I Wanna Dance With Somebody review: celebrating Whitney Houston

This biopic is as a reminder of all that was good about Houston, the only singer to score seven consecutive number-ones in the US charts.

In the era of the biopic, I Wanna Dance with Somebody is able to hold its own – especially considering it’s been released around the same time as Avatar: The Way of Water. Not many films were brave enough to go up against the James Cameron blockbuster at the box office.

Exploring the life and career of legendary singer Whitney Houston, the film is directed by Kassi Lemmons and produced by Clive Davis and Pat Houston, Whitney’s sister-in-law. Written by Anthony McCarten, a New Zealand writer and filmmaker who is no stranger to biopics (Bohemian Rhapsody and The Theory of Everything are among his repertoire), it’s very much a celebration of Houston’s life and the impact her music had on the world, as evidenced by her sales of over 200 million records worldwide.

Even though it delves into some of the troubles that Houston faced throughout her career, it manages to portray them in a way that makes us sympathise with what she dealt with behind her monumental success.

It stars British actor Naomi Ackie in the titular role, who wonderfully portrays the many facets of Houston, from loveable, caring and sweet to sometimes lost and exhausted, to determined and triumphant.

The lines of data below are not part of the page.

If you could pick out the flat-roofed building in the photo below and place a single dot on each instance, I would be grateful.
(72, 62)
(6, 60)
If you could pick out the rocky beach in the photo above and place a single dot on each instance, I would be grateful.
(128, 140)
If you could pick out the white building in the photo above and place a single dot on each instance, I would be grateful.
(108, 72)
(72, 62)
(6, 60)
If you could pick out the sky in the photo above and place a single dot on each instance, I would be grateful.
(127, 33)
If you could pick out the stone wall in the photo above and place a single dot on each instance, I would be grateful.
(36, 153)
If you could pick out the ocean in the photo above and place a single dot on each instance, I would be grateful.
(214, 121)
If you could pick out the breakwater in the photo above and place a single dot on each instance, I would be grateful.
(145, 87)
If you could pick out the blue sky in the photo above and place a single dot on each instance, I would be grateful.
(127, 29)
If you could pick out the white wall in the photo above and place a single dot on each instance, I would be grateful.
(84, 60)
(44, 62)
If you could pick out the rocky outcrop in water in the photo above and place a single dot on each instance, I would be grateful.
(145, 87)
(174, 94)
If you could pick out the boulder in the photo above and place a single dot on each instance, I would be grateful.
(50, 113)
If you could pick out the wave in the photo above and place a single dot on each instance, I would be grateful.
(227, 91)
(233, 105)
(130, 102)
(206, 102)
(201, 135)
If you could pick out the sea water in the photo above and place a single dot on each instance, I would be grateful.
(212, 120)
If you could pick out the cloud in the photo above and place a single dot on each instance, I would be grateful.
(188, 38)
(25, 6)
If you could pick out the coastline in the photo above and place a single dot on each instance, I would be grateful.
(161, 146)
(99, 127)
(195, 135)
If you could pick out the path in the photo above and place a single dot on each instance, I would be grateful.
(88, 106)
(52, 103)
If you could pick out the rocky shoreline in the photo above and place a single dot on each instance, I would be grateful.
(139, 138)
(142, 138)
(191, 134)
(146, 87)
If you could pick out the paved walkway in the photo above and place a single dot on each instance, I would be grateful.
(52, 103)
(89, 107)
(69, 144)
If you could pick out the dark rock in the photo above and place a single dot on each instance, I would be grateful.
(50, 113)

The music is the stand-out in the film, reminding us of how powerful Houston’s voice was. Even though the film uses Houston’s own voice, Ackie does a great job of embodying the singer and capturing her natural mannerisms as well.

Positive insight

I Wanna Dance with Somebody offers a more positive insight into Houston’s life than the 2018 documentary Whitney (2018) – a much grittier look at her career, drug use and turbulent relationship with her father, ex-husband Bobby Brown, and fallout of her friendship with creative director Robyn Crawford. As with Bohemian Rhapsody (2018) and Rocketman (2019), it’s intended (and largely succeeds) as a reminder of all that was good about Houston, the only singer to have ever scored seven consecutive number-ones on the US Billboard 100 charts. 

The film is also a welcome change from the overused stereotypes about Black women depicted on screen. For example, The Woman King, while another standout performance by actor Viola Davis, reinforces the idea of Black women as warriors, as did did Black Panther: Wakanda Forever. This screenplay, while at times heartbreaking, offers more time and nuance to what was happening in Houston’s life. In Black Panther: Wakanda Forever the Black women are portrayed as strong, independent and resilient. The problem with this is that it feeds into real-life situations where Black woman are not believed to feel pain and sometimes not given the space to fail. In this film we are given a chance to see a Black woman who is not just successful and strong but vulnerable and scared.  


An important aspect of the film is the relationships Houston valued in her life, particularly with Clive Davis (Stanley Tucci) who discovered her, and with Robyn Crawford (Nafessa Williams). Houston and Crawford were friends for almost 20 years and both the film and documentary explore both the personal and business aspects of the relationship. There had always been speculation about whether the two were more than just friends and the film seems to suggest they were in a relationship.

Another important relationship was the one Houston had with her mother Cissy (played by Tamara Tunie). Tunie has a standout performance, showing how Houston’s mother was a great mentor and support. Cissy was an amazing singer herself and Tunie’s strength and conviction in the role is quite captivating.

The fashion in the film is eye-catching and even sometimes matches the set. For example, when Houston (Ackie) is being interviewed about whether her music is ‘Black enough,’ the records stacked along the wall behind her match the colours of the tiny embellishments on her denim jacket, with costume designer Charlese Antoinette Jones doing an incredible job of bringing Houston’s style back to life. Even though the outfits reflect the various time periods during the singer’s career, they could still be worn today, cementing Houston’s place as not only a musical star but a style icon.


For fans who may already know some facets of Houston’s life, the film acts as a reminder of her career highlights, which sometimes get forgotten or overshadowed by the darker times she went through during the latter stages of her fame. It also reminds audiences that she was not only a singer but an actress too, with references to 1992’s The Bodyguard.

While there has been some criticism that the film is formulaic and bland, what it does provide is a portrayal of Whitney from the perspective of her family and close friends – unlike the 2015 TV movie Whitney (2015), which was slammed by Houston’s family because the filmmakers never asked permission to make it. We are so used to getting an exposè that is negative, harrowing and confirms our own idea of what Whitney should be. Why can’t we be happy with seeing the good?

I Wanna Dance With Somebody is in cinemas now.